Un tambour parleur, (appelé Talking-drum dans plusieurs pays anglophones de l'Afrique de l'Ouest, est un instrument de percussion traditionnel d’Afrique de l’Ouest, capable de « parler ». Grâce à sa membrane dont la tension peut être modulée, il imite les inflexions de la langue parlée, permettant de transmettre des messages codés sur plusieurs kilomètres.
Plus qu’un simple instrument de musique, il joue un rôle culturel et social majeur : il annonce des événements, relie les communautés et accompagne les cérémonies rituelles. Dans le cas du Djidji Ayôkwé, utilisé par le peuple ébrié, il s’agit d’un instrument monumental et sacré, à la fois outil de communication et vecteur de mémoire collective.
Un impact qui dépasse l’objet
Ce retour a une résonance profonde pour l’industrie musicale africaine. Dans un paysage où la création contemporaine fusionne rythmes traditionnels et sonorités mondiales, la reconnaissance et la valorisation des instruments traditionnels sacrés deviennent des vecteurs d’innovation et d’inspiration.

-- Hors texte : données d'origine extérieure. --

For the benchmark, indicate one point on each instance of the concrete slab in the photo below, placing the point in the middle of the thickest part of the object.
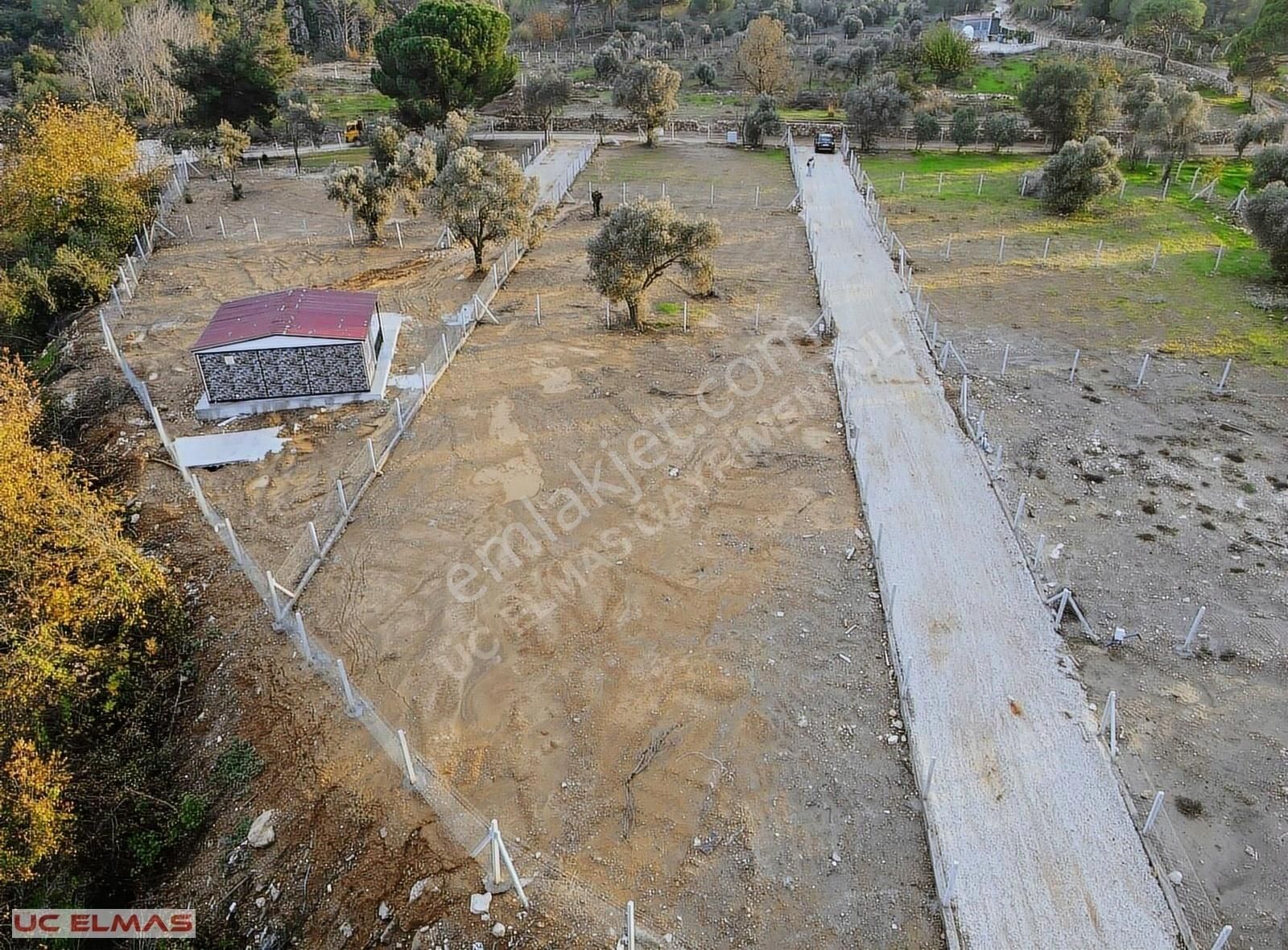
(223, 448)
(1024, 799)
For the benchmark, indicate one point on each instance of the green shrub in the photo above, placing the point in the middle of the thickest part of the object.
(237, 765)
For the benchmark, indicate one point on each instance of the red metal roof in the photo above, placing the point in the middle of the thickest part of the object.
(308, 312)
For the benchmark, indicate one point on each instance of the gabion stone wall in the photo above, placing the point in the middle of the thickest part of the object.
(285, 372)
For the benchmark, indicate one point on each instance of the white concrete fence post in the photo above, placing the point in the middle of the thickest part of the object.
(351, 706)
(407, 762)
(304, 638)
(951, 889)
(1225, 375)
(1195, 630)
(1153, 812)
(1109, 721)
(1140, 376)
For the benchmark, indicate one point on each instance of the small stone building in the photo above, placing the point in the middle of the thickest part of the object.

L’action d’IBR rejoint cette dynamique en permettant à ces instruments de reconquérir leur rôle vivant, non comme artefacts figés dans des vitrines, mais comme éléments actifs de la création et de l’enseignement musical. Cela ouvre également des pistes pour que les jeunes générations puissent se réapproprier ces voix ancestrales, non pas comme un retour au passé, mais comme une source d’évolution continue et de dialogue culturel.
Vers un avenir culturel africain renforcé
Au-delà du tambour, cette restitution est un moment charnière de reconnaissance culturelle. Elle éclaire l’importance d’une justice patrimoniale qui n’est pas seulement symbolique, mais profondément liée à l’affirmation de la place des arts africains dans le monde. Dans un contexte où les industries musicales africaines gagnent en visibilité et influence, la valorisation et la circulation des instruments traditionnels enrichissent non seulement les histoires locales, mais participent à un chant global pluriel, ancré dans des héritages vivants et présents.